3. We've started streaming (Netflix) the new mini-series from Ricky Gervais, After Life, about a man whose wife has recently died (he's a small-town journalist) and about how that has changed him. He's become brutally frank with people (even cruel)--but we find ourselves laughing at the extremeness of it. (We've seen only the first episode, which features some funny bits about food--for humans, for dogs.) (Link to some video.)
4: Later this week (I hope!) I'll be uploading to Kindle Direct the latest collection of doggerel I've written--the series based on eponyms. I'm calling it What's in a Name?--stealing a line from Juliet's mouth in the balcony scene--before she knows Romeo is below, listening to her. I'll let you know when it's up on the site--$2.99 (the cheapest allowed), and the Kindle app on your smartphone or tablet or computer will give you access to it.

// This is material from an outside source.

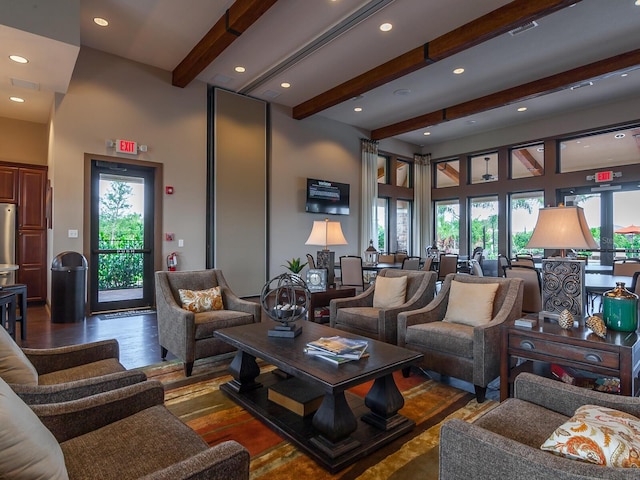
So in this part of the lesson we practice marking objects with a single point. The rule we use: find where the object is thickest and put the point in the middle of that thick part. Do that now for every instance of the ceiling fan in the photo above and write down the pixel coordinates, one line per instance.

5: Last Word--a word I liked this week from one of my various online word-of-the-day providers:
- from wordsmith.org (in case you thought there is not a word for everything):
mondegreen (MON-di-green)
noun: A word or phrase resulting from
mishearing a word or phrase, especially in song lyrics.
Example: “The girl with colitis goes by” for
“The girl with kaleidoscope eyes” (in the Beatles song “Lucy in the Sky with
Diamonds”).
ETYMOLOGY: Coined by author Sylvia Wright when
she misinterpreted the line “laid him on the green” as “Lady Mondegreen” in the
Scottish ballad “The Bonny Earl of Murray”. Earliest documented use: 1954.
USAGE: “Sometimes in musical announcements,
words lose their meaning, or are misheard, resulting in a delightful mondegreen. ... The audience thought
Walter Love had said: ‘We are beginning tonight with Howard Ferguson’s overture
‘Fornication’.’” (instead of “Overture for an Occasion”). Paul Clements; “An
Irishman’s Diary”; Irish Times
(Dublin); Oct 5, 2016.
“[Tim Minchin’s] elocution is so exquisite
there’s not a mondegreen in earshot.”
Suzanne Simonot; “Tim and Tom Show a HOTA Opening Act”; Gold Coast Bulletin (Southport, Australia); Mar 19, 2018.